Forum Moderators: Robert Charlton & goodroi

Message Too Old, No Replies

Sitemap crawl reports 404 for pages with 200 header

         

watercrazed

3:45 pm on Mar 13, 2006 (gmt 0)

10+ Year Member



I realize I may just be obsessing here, but after 2 weeks in supplemental hell I feel the need to follow up any possible issue.

I recently did quite abit of work on my site map. Submitted it and got heavily cawrled on the 10th and 11th just checked my sitemap reports in google account and they are reporting 10 to 15 pages with 404 errors. I click on the link posted in the report it takes me to a good page. I checked the header status with a well know tool and it returns a status of 200.

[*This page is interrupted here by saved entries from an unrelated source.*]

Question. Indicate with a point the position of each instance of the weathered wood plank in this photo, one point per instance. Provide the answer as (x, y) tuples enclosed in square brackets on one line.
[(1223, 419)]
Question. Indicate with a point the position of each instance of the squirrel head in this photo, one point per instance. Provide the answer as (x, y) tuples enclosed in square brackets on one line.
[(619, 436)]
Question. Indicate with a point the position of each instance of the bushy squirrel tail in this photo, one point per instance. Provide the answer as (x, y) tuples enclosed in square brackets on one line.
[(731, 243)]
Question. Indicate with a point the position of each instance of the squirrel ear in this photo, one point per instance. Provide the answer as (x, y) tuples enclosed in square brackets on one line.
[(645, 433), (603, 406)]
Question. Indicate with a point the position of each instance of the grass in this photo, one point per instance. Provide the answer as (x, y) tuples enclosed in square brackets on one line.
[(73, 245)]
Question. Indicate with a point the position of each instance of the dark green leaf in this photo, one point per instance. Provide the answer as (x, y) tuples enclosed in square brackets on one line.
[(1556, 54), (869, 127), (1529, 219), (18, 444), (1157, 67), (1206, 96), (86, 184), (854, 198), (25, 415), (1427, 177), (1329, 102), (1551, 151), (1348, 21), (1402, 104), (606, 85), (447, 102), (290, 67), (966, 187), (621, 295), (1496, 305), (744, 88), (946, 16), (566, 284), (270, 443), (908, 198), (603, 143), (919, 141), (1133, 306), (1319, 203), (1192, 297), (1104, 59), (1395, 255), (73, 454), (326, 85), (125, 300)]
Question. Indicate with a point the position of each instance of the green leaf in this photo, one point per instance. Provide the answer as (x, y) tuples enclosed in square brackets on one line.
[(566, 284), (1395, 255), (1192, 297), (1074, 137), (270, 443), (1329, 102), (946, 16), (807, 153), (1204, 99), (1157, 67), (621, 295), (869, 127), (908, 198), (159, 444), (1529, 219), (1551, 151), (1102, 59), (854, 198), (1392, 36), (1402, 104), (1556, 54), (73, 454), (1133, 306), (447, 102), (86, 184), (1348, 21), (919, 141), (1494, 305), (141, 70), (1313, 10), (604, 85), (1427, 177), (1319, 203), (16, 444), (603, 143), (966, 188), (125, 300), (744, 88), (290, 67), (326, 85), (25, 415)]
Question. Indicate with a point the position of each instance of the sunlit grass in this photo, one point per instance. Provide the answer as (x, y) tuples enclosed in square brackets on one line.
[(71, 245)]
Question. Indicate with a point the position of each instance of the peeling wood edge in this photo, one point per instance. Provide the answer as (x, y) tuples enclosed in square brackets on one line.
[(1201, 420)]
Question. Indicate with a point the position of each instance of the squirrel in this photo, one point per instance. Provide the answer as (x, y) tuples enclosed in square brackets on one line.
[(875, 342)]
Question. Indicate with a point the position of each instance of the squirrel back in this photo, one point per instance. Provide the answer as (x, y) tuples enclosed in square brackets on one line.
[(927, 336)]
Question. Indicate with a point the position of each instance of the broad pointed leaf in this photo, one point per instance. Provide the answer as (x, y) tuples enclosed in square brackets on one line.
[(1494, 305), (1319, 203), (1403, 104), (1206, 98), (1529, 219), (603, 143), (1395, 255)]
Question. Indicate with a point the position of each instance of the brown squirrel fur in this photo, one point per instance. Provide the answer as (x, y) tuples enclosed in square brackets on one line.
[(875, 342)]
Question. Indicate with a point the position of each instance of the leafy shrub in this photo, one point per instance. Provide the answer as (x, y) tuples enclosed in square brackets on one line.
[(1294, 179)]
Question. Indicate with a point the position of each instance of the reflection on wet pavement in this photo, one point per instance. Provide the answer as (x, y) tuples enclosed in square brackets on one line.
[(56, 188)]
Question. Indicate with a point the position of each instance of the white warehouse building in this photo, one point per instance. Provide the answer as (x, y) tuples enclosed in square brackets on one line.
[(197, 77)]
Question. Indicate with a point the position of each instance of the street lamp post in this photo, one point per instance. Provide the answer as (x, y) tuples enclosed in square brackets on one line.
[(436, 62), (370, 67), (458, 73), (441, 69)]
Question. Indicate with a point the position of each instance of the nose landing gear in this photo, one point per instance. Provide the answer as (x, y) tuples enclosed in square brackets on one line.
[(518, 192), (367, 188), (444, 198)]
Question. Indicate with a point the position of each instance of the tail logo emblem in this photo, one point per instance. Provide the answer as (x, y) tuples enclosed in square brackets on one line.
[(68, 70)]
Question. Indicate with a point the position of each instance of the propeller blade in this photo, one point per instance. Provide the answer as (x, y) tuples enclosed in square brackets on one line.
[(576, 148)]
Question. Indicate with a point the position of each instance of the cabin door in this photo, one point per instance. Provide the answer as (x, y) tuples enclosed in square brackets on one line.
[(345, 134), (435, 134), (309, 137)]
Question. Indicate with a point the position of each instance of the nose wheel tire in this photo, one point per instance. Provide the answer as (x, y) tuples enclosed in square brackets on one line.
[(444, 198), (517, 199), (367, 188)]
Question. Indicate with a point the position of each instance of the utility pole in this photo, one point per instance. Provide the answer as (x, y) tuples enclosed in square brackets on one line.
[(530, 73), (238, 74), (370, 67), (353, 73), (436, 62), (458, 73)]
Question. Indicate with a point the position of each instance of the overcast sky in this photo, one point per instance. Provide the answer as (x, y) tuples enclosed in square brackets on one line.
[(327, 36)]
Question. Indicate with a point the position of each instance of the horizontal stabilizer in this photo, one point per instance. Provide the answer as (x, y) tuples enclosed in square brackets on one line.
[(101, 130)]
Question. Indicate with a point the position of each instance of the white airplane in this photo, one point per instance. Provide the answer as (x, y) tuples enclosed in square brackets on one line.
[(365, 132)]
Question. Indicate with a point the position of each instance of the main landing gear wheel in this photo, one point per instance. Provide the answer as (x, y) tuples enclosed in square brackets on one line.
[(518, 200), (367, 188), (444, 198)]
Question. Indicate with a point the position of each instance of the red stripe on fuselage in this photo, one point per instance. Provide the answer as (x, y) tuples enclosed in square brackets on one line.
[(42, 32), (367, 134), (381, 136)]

Any Ideas about what is going on here?

Vadim

4:36 am on Mar 14, 2006 (gmt 0)

10+ Year Member



It may be related to the instability of your host (server) or the instability in the communication line between your host and Google. It may be, for example, that if the server is overloaded it either does not respond or the response time is too large.

I have my own micro crawler that I use to check the links on my site. Sometimes it reports the errors of the type "cannot get content" or "cannot get content type". When I check manually or re crawl again I don't see these errors

I suspect that regular browser tries several times to connect and many host providers knows that and do not care if the content is not available from the first try. However Google bot probably would not have time to retry.

I also sometimes see the errors in my site map. However it's usually only one link of very rarely got page (forbidden with robots.txt). I suspect that my host does not cache it properly because it is seldom required and is in robots.txt.

I have noticed that after the Google reportes the error in the sitempap next several week this page is OK and then appears in the errors again.

I actually have very reliable host that is mentioned by Mutt Cuts in [mattcutts.com...] So other hosts may be even less optimized.

Vadim.